Tutto ciò i carbonari e federati non lo videro, e forse fu fortuna, perché vedendo in tutta la sua difficoltà il problema si sarebbero scoraggiati, e sarebbero forse caduti in quello scetticismo nei destini d'Italia in cui si logorò tutta la superstite generazione napoleonica, e di cui è esempio famoso il Foscolo esule; in quello scetticismo politico in cui si spensero ben presto gli ardori giovanili del Leopardi.
Videro invece il problema angustamente nella loro regione. I carbonari napoletani si sentivano capaci di afferrare il predominio nel Napoletano, e non pensarono ad altro : se la rivoluzione fosse capace d'inquadrarsi nel regime vigente in Europa, se la scossa rivoluzionaria potesse rompere l'unione fra la Sicilia e Napoli.
Invece i federati piemontesi, convinti che il loro programma coincideva con quello della monarchia, si preoccuparono esclusivamente di trascinare nel loro indirizzo qualche principe di casa Savoia, e sognavano di rinnovare contro l'Austria le guerre di Carlo Emanuele contro l'egemonia spagnuola.
Le loro mire si concentrarono sul principe Carlo Alberto di Savoia Carignano, erede presuntivo del trono, perché né il re Vittorio Emanuele né suo fratello Carlo Felice avevano prole maschile. Nato nel 1798 da un ramo dei Savoia che aveva aderito al regime napoleonico, il principe Carlo Alberto era stato educato a Parigi e a Ginevra, e giovanetto appena sedicenne era stato nominato da Napoleone tenente dei dragoni.
Ritornati i Savoia sul trono, egli fece atto di lealtà e ottenne che fosse riconosciuto il suo diritto alla successione, che credeva insidiato dal Metternich.

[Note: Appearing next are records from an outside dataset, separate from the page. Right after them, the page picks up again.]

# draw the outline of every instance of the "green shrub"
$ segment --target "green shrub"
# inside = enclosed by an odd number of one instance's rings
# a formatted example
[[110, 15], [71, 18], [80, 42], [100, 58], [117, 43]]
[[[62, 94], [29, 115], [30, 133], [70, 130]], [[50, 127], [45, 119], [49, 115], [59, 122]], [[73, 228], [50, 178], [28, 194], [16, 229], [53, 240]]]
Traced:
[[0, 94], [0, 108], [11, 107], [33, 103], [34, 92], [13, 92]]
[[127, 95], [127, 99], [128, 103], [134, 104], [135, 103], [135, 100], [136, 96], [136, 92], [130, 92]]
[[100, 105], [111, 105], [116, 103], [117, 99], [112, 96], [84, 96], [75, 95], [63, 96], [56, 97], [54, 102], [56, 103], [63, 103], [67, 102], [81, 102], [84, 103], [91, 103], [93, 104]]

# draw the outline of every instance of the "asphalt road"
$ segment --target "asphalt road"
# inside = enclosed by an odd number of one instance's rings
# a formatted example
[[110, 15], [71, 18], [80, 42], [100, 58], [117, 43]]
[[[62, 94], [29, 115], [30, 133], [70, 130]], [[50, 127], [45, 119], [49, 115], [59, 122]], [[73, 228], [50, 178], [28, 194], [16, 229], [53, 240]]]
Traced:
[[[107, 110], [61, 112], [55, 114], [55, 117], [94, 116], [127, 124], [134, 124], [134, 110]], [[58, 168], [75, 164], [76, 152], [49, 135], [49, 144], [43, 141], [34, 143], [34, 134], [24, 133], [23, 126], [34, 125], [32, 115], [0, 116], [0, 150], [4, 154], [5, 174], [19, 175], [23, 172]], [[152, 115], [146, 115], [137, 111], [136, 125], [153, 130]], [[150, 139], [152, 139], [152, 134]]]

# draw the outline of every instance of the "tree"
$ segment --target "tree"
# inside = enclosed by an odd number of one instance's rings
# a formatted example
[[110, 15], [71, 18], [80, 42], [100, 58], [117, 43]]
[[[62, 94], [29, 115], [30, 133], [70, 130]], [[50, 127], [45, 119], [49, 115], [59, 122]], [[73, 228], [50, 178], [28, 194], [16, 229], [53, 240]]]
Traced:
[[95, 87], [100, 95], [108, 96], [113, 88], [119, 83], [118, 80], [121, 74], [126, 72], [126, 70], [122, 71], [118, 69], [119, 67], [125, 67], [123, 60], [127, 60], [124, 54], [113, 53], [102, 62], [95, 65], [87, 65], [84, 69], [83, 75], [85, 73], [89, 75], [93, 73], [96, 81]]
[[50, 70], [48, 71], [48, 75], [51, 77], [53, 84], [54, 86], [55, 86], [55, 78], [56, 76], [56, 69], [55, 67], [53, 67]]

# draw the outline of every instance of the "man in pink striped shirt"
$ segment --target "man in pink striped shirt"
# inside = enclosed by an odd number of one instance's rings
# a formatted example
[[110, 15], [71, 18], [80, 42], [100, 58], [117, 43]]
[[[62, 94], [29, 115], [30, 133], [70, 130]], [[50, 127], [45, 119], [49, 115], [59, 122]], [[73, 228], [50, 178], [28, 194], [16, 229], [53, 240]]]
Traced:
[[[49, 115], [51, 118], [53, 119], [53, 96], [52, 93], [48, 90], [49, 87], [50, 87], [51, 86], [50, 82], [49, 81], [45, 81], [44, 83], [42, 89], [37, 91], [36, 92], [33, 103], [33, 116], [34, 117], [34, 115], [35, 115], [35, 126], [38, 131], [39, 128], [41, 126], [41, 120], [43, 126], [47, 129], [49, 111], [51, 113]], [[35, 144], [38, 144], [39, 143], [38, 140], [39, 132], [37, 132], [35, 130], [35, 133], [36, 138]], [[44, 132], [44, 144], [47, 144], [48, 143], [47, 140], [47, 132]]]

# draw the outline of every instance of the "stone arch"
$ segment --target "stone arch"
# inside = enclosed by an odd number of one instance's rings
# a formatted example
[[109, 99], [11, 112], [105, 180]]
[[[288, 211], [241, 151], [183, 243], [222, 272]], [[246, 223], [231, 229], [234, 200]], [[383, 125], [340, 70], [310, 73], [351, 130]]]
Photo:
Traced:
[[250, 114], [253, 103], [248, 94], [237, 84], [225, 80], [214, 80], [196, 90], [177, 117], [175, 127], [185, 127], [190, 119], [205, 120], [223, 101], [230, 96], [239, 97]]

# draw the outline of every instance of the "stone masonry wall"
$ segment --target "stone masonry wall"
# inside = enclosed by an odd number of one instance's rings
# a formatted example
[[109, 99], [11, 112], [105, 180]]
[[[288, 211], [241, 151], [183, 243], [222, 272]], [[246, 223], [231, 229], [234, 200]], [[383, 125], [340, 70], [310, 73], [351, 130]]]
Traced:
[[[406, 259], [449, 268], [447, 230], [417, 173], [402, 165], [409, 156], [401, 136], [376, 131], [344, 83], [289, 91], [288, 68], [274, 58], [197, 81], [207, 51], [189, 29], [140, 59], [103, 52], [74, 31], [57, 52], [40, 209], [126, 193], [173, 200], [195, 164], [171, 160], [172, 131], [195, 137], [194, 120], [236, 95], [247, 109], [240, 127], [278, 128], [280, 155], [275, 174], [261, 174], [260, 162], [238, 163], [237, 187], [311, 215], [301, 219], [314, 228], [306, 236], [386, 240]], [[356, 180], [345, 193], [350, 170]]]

II giovanetto, avvezzo a più libera vita, intristì nella corte bigotta e reazionaria di Vittorio Emanuele I e si trovò presto in disaccordo col rigido Carlo Felice. Ma a conati d'indipendenza e di ribellione, si frammischiavano profondi momenti di abbattimento, sospetto e sfiducia negli uomini, apatia che si complicava con crisi religiose. Poi si risollevava a speranze luminose di grandi e nobili imprese, e, quasi avesse compiuto le sognate imprese memorande, s'avventurava ad aspri e sarcastici giudizi su tutto e su tutti creandosi grandi inimicizie, e suscitando nei liberali l'illusione ch'egli fosse più pronto all'azione, di quanto realmente era.

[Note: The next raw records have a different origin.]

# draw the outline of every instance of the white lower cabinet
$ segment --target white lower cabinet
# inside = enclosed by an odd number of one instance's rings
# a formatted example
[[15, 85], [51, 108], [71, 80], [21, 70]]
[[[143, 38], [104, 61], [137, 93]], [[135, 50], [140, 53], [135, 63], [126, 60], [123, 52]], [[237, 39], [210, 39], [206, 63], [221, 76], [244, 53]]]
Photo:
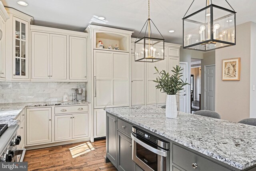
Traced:
[[72, 115], [72, 138], [88, 137], [88, 113]]
[[106, 111], [99, 109], [94, 112], [94, 137], [106, 137]]
[[55, 116], [54, 122], [56, 141], [72, 138], [72, 115]]
[[55, 141], [88, 136], [88, 113], [55, 115]]
[[52, 142], [52, 107], [27, 109], [27, 145]]

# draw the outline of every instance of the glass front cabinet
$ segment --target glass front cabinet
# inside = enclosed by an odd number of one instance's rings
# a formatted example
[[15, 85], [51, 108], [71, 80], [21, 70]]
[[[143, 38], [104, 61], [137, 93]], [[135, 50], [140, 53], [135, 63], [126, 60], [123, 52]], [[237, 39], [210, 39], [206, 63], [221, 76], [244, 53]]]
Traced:
[[28, 79], [28, 22], [14, 16], [13, 78]]

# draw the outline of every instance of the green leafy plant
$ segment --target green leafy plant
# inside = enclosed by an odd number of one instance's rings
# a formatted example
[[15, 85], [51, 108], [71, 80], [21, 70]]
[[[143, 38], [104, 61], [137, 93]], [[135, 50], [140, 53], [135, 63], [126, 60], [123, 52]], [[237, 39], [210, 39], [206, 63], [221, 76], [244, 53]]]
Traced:
[[186, 82], [186, 79], [184, 82], [180, 78], [183, 76], [182, 73], [181, 72], [183, 69], [181, 69], [181, 67], [178, 65], [176, 68], [173, 68], [174, 70], [172, 70], [172, 72], [173, 72], [173, 74], [171, 76], [169, 73], [164, 70], [159, 72], [158, 69], [155, 67], [157, 72], [155, 74], [159, 74], [156, 80], [153, 81], [157, 83], [157, 85], [156, 86], [156, 89], [160, 89], [161, 91], [162, 90], [162, 92], [166, 93], [168, 95], [175, 95], [180, 90], [184, 89], [182, 87], [184, 86], [190, 85]]

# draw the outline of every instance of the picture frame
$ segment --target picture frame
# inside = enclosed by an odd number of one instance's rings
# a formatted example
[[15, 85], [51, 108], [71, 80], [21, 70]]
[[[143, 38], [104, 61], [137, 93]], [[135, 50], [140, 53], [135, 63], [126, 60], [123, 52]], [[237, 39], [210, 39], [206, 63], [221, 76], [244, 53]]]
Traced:
[[222, 60], [222, 80], [240, 81], [240, 58]]

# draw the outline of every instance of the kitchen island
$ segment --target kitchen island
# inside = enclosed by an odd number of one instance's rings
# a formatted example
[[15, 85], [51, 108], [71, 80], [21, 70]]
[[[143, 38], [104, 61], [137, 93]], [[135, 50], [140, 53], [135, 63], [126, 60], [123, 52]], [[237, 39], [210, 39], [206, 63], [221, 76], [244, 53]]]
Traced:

Su questo principe così incerto poggiarono le loro speranze i federati e il loro capo, l'animo generoso e ardente di Santorre di Santarosa.
Alla prova dei fatti i piani dei liberali si mostrarono debolissimi. Ma sul loro crollo si disfrenò la reazione, ed essi, trovandosi ormai compromessi, furono costretti ad elevare successivamente gli animi al compito arduo, e a giovarsi degli errori come di utile scuola d'esperienza.